Venus Retrograde may amplify the sense of awakening from our cruise on autopilot, as we exhume our buried desires and atrophied longings and embrace each moment with renewed intensity. As we prepare to emerge into this new world, there’s no going back. The way is forward. Something greater than us is governing our lives and we must walk in this direction.
Chogyam Trungpa taught the practice of the awakened heart—“the genuine heart of sadness”, which he said was natural to us all when we allow ourselves to receive the full experience of life with open hearts. It is in this “genuine heart of sadness” that we discover our repressed grief, our forgotten anger, our thin shard of shame, our intoxicating joy and our boundless capacity to Love.
On June 3rd, Venus aligns with the Sun, a mythic mating, a Venus “new moon”, a union that is an alembic for our inner values. This Venus Retrograde transit may expose our deeply buried desires, our failure to ask for what we need. Venus Retrograde may dredge up discord that signals just how far we have drifted off course from what we value. Upheavals in our relationships may intensify as lock-down thaws. Mars moved into Pisces (May 13th) as Venus changed direction. Mars will conjoin with Neptune on June 12th adding to our discontent, or augmenting our compassion and ability to forgive.
Mercury is moving through Gemini, and will unite with Venus on Friday, May 22nd (square Neptune), an invitation to be discerning about the information we ingest or pass along with an unthinking swipe. This is a time of flux, an invitation to grieve what is lost, to bring Neptunian qualities of compassion, communion, and imagination into the world we are returning to. Systemic family therapist Richard Schwartz writes, “it’s possible that this massive shock to our planetary and national systems will wake up enough leaders that we can get off the suicide train we’ve been on and create a slower, fairer, greener one for ourselves. I believe a lot of that depends on how each of us responds to this crisis.”

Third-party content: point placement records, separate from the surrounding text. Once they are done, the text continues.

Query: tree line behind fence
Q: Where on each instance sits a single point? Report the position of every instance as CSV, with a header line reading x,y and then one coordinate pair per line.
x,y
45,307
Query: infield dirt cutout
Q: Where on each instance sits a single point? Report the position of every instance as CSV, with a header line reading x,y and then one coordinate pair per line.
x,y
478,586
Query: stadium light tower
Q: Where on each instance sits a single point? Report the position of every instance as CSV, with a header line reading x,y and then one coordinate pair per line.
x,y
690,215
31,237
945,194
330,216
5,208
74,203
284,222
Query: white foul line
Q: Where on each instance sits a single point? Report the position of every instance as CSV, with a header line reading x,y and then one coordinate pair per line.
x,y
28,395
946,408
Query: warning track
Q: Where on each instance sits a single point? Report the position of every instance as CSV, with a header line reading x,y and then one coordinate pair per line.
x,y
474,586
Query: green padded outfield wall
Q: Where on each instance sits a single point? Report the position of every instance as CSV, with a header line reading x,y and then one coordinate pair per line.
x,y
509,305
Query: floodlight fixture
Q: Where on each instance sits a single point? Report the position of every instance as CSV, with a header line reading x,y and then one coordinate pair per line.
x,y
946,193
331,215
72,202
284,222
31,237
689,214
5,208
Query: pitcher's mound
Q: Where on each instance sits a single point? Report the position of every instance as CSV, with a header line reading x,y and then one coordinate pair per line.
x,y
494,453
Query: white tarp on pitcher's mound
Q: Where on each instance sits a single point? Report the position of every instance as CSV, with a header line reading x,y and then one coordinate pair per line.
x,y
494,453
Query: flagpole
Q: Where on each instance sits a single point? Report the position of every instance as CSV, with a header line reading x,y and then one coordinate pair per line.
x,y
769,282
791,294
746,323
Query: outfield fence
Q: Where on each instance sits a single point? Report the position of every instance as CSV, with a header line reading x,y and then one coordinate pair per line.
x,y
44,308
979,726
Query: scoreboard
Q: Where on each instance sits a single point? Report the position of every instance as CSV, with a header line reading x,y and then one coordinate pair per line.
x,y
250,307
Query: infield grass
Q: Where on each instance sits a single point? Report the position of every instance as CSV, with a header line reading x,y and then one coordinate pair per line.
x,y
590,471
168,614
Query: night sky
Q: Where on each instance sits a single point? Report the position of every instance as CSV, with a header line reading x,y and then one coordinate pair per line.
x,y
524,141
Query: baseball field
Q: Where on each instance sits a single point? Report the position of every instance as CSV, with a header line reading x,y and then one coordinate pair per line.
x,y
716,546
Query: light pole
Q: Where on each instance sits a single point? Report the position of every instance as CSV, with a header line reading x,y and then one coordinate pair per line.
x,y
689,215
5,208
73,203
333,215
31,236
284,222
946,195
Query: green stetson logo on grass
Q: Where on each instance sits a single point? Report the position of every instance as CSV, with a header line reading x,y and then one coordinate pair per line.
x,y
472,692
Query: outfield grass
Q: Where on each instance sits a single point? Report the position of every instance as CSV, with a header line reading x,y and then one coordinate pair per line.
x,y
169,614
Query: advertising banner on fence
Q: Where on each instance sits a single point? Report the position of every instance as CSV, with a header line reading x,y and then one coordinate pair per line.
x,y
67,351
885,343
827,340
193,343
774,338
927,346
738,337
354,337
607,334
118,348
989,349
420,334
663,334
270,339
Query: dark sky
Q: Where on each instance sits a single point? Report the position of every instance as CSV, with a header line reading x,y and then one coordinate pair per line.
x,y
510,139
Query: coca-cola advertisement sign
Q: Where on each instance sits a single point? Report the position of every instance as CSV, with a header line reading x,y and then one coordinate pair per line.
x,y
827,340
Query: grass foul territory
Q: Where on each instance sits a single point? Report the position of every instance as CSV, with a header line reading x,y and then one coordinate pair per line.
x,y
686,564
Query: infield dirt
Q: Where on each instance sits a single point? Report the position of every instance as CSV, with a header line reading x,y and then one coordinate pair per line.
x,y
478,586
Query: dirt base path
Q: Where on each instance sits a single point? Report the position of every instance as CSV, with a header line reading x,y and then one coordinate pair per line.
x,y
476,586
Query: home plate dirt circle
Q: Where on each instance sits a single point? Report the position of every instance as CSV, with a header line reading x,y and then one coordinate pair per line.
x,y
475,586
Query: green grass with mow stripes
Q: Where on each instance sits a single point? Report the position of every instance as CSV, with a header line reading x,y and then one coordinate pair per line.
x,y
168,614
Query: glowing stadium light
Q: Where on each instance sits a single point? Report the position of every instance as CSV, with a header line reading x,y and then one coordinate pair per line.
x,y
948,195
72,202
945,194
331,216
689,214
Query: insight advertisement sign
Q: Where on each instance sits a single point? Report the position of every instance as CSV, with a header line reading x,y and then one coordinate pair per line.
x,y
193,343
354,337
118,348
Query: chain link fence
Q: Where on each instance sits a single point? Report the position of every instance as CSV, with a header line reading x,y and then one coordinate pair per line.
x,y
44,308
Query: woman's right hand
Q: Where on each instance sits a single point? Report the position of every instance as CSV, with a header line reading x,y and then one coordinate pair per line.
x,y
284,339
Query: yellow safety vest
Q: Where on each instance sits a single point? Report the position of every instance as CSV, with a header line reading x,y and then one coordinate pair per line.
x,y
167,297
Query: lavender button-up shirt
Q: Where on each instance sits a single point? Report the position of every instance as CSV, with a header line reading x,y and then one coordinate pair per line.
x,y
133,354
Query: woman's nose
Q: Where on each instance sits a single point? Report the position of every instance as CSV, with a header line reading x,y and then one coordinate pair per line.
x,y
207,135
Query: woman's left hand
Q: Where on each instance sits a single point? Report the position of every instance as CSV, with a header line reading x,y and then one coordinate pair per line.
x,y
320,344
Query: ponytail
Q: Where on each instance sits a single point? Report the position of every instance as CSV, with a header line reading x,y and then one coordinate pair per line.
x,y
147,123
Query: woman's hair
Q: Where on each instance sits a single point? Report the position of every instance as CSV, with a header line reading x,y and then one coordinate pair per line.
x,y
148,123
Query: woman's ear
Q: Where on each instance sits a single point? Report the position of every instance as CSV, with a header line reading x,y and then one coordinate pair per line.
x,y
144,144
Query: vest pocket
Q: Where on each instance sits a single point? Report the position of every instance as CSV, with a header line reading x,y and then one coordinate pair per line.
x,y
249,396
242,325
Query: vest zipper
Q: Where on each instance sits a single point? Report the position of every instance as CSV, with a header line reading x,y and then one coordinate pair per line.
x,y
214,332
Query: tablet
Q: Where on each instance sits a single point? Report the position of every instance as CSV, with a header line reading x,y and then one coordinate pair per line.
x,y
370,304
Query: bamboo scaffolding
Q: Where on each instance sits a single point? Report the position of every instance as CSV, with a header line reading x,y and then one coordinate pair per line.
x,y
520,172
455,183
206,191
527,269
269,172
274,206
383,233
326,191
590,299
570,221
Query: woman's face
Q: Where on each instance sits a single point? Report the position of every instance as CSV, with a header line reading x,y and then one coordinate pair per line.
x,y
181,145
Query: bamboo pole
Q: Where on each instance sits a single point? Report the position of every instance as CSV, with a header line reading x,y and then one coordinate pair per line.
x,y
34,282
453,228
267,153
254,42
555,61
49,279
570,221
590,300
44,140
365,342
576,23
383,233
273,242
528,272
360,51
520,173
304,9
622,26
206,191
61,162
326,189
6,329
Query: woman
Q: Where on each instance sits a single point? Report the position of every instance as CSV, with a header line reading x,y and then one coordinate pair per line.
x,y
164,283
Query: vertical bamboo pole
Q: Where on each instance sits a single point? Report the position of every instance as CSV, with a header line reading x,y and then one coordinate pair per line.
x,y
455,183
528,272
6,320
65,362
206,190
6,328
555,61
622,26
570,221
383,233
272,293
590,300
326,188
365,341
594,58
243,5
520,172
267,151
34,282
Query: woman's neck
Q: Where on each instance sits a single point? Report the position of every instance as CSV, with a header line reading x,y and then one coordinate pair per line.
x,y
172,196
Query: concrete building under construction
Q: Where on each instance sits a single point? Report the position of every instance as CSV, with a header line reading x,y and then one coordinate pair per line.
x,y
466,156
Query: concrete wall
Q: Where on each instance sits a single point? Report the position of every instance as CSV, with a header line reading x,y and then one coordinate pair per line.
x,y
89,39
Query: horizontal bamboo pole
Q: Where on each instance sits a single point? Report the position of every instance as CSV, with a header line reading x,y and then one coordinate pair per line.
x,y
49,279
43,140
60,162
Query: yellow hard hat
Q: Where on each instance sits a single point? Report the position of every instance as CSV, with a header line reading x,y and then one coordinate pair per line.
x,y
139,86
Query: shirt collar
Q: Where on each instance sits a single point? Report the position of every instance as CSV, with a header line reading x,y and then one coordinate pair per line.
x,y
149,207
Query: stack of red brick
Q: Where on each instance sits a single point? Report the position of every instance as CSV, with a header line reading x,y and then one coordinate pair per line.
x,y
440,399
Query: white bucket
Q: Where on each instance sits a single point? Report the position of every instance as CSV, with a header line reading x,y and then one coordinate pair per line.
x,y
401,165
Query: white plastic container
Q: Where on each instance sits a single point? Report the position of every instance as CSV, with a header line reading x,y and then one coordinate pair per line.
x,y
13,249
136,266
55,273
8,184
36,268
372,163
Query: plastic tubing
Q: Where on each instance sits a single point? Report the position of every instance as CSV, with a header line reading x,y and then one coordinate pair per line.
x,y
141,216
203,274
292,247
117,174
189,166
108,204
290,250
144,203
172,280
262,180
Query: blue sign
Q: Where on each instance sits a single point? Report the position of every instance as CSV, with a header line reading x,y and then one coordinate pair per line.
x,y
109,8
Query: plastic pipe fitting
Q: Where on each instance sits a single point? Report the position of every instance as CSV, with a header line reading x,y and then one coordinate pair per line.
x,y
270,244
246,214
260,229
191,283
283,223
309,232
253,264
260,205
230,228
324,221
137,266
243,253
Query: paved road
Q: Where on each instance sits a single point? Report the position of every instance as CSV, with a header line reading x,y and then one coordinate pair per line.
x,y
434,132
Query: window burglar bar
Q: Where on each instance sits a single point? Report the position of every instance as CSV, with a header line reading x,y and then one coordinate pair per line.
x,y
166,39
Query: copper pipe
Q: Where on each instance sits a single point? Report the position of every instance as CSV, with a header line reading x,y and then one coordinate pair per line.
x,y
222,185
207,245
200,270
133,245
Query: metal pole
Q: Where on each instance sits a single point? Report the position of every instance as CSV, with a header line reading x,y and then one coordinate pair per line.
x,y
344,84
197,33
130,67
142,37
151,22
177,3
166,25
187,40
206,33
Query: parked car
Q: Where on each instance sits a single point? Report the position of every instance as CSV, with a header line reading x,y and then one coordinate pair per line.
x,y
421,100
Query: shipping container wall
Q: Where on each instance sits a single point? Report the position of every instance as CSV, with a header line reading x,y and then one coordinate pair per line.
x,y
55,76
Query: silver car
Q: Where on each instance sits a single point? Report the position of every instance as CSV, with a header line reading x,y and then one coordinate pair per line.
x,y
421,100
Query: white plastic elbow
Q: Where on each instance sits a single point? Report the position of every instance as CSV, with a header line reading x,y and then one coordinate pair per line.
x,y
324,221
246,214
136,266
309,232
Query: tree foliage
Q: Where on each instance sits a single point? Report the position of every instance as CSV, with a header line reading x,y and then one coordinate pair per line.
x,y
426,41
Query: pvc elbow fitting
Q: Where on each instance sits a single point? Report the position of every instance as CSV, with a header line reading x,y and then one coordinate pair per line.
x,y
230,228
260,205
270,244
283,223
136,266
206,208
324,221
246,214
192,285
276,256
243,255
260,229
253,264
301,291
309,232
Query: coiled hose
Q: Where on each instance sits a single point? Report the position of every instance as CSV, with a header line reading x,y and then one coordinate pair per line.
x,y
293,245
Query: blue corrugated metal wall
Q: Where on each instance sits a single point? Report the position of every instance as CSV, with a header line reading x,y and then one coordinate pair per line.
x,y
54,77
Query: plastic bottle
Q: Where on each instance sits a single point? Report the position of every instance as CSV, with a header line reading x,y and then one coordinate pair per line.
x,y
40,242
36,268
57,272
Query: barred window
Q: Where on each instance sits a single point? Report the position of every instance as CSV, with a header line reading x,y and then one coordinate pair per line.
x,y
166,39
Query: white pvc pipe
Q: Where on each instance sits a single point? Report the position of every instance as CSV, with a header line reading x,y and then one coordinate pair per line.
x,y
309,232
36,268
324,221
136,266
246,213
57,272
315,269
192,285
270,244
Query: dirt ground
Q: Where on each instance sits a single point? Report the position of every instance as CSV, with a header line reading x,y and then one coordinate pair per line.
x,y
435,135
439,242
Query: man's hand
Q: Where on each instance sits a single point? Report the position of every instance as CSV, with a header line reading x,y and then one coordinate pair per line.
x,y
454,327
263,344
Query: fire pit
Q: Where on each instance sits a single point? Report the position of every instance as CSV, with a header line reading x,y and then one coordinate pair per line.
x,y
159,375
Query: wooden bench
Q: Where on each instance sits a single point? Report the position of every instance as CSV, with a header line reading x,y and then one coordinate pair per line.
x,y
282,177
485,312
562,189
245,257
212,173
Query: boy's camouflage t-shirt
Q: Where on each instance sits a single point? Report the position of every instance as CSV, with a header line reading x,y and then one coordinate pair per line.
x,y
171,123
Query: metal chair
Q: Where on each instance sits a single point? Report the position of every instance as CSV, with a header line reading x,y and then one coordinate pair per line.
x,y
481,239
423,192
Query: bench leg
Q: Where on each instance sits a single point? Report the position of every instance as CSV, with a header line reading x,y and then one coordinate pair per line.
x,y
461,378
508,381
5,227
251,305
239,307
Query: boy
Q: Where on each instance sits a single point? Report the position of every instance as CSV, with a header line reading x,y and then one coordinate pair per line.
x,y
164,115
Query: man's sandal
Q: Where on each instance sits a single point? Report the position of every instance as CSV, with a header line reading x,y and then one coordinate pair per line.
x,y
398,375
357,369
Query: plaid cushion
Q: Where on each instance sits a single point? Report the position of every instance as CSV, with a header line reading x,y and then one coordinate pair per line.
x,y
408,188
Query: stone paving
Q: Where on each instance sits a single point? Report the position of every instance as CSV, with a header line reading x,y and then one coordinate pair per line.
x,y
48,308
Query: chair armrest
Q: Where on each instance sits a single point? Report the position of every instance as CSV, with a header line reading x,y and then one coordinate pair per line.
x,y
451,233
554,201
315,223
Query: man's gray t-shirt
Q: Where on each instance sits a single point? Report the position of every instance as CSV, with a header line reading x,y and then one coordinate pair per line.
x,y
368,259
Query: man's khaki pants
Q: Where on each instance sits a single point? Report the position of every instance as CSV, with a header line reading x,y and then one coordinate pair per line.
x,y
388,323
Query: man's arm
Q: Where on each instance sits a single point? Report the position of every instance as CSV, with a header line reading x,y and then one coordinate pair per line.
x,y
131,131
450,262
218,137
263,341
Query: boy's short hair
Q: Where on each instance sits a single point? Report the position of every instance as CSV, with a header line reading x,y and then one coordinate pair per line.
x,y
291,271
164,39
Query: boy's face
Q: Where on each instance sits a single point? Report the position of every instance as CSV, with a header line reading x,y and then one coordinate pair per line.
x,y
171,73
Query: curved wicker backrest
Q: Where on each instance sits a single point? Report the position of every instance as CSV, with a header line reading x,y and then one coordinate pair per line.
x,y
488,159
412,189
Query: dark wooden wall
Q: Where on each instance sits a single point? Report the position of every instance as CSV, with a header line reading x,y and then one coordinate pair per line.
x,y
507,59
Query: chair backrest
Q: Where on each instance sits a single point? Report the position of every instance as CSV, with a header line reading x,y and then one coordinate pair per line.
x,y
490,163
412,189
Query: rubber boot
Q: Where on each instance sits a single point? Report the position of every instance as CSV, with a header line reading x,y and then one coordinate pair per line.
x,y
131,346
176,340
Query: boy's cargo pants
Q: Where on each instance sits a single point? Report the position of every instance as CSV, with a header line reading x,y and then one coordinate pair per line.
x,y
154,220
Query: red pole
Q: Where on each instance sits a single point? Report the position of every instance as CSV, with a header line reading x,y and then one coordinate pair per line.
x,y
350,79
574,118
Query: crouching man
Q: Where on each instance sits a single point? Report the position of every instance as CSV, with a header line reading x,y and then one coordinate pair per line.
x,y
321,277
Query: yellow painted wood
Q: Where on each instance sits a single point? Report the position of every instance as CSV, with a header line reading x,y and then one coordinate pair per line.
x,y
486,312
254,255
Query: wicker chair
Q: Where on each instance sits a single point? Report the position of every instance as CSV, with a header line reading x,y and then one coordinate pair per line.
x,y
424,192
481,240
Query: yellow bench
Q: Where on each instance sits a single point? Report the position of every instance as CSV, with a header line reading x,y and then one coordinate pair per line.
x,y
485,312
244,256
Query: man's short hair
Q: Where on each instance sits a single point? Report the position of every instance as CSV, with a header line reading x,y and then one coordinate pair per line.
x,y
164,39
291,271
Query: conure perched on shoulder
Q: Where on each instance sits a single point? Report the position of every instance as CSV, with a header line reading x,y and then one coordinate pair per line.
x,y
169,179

The New Gemini Moon on May 23rd may draw us back to our natural rhythm. To the moment of now. Jeff Foster, author of Falling in Love with Where you Are distils the essence of this month’s lunation: “This moment is not life waiting to happen, goals waiting to be achieved, words waiting to be spoken, connections waiting to be made, regrets waiting to evaporate, aliveness waiting to be felt, enlightenment waiting to be gained. No. Nothing is waiting. This is it. This moment is life.”
As we reflect on the sacrifices we have made and the enormous challenges we now face, poet Rainer Maria Rilke reminds us, “let me not squander the hour of my pain.”